Non capisco granché di musica, ancor meno di rap, non ho le capacità per valutare la bravura di un compositore o di un cantante e per questo ogni canzone che mi è entrata dentro ha sempre avuto qualcosa a che fare con il suo testo o con un ricordo emotivamente intenso a cui la associo. Ieri pomeriggio aspettavo l’autobus e, controllando distrattamente i nuovi post su Facebook, mi è capitata sotto gli occhi una canzone.
Ho cliccato sul video colpita dall’immagine di copertina, che ritraeva un ragazzo in piedi sulle macerie di una casa crollata e che, improvvisamente, mi ha riportato davanti agli occhi le tragiche immagini di Amatrice, quella città che noi romani amiamo così tanto e il cui destino è scomparso dagli interessi dei tg nazionali una volta calato il sipario sui danni e sui morti causati dai due terremoti.
Il pensiero era andato nella direzione giusta, la canzone parlava di quel terribile 24 agosto ma anche dell’amore di un ragazzo per il suo piccolo paese, Macchia, una frazione del più “famoso” comune di Accumoli. Ho impiegato alcuni secondi, dopo la fine di questa bella canzone, per rendermi conto di essere arrabbiata. Sono passati più di quindici mesi e le macerie che vedete in quel video sono ancora lì. Lasciar vivere per più di un anno centinaia di persone in mezzo ai calcinacci di uno scenario che non cambia mai e ai ricordi perenni di un passato spazzato via in pochi secondi è già di per sé un’indecenza ma la sconfitta peggiore per uno Stato è lasciare i suoi cittadini nel dubbio: ricostruiranno davvero? Perché è questa la sfiducia che la gente ha nei confronti dello Stato oggi.
Ma c’è una seconda ragione dietro la mia rabbia. Grazie al mio lavoro ho a che fare spesso con ragazzi dell’età di questo giovane cantante e ogni volta rimango sbigottita dal peso incredibile che portano sulle spalle. Molti di loro hanno appena iniziato a vivere e già si sentono falliti, chi perché non riesce a laurearsi, chi perché non trova lavoro nonostante la laurea, chi perché non sa cosa fare per essere felice. E te lo dicono a denti stretti, vergognandosi come cani. Quanto vorrei saper raccontare loro ciò di cui sono stata testimone in questi anni di esperienza nel mondo dell’antimafia… quante persone laureate e ben affermate in società, quanti avvocati, giornalisti, magistrati, dirigenti di Polizia, ho visto commettere azioni arroganti, ingiuste, pavide e meschine da farmi vergognare di essere italiana.
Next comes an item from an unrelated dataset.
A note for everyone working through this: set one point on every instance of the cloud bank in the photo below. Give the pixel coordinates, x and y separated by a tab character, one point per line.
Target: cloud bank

Quante persone hanno chiuso gli occhi davanti alle ingiustizie e alle sopraffazioni, lasciando soli e isolati gli uomini giusti e le vittime, per paura, per il potere, per le ricompense. Persone che non sanno come esprimere un’emozione o come chiedere scusa. Quanto vorrei saper spiegare a quei ragazzi che sono queste le cose di cui ci si dovrebbe vergognare.
Non conosco questo ragazzo, non conosco la sua storia ma il suo grido, le emozioni che, a modo suo, cerca di esternare sono convinta siano preziosi, perché espressioni del coraggio di essere se stessi, senza fare male a nessuno, prendendosi cura delle persone a cui si vuole bene, aprendo gli occhi al mondo dentro e fuori di sé. Ed auguro a lui e a tutti i ragazzi della sua generazione di avere successo, non necessariamente del tipo che viene applaudito in televisione (non so se, nel mondo di oggi, sarebbe un bell’augurio avere quel successo) ma il successo di essere brave persone.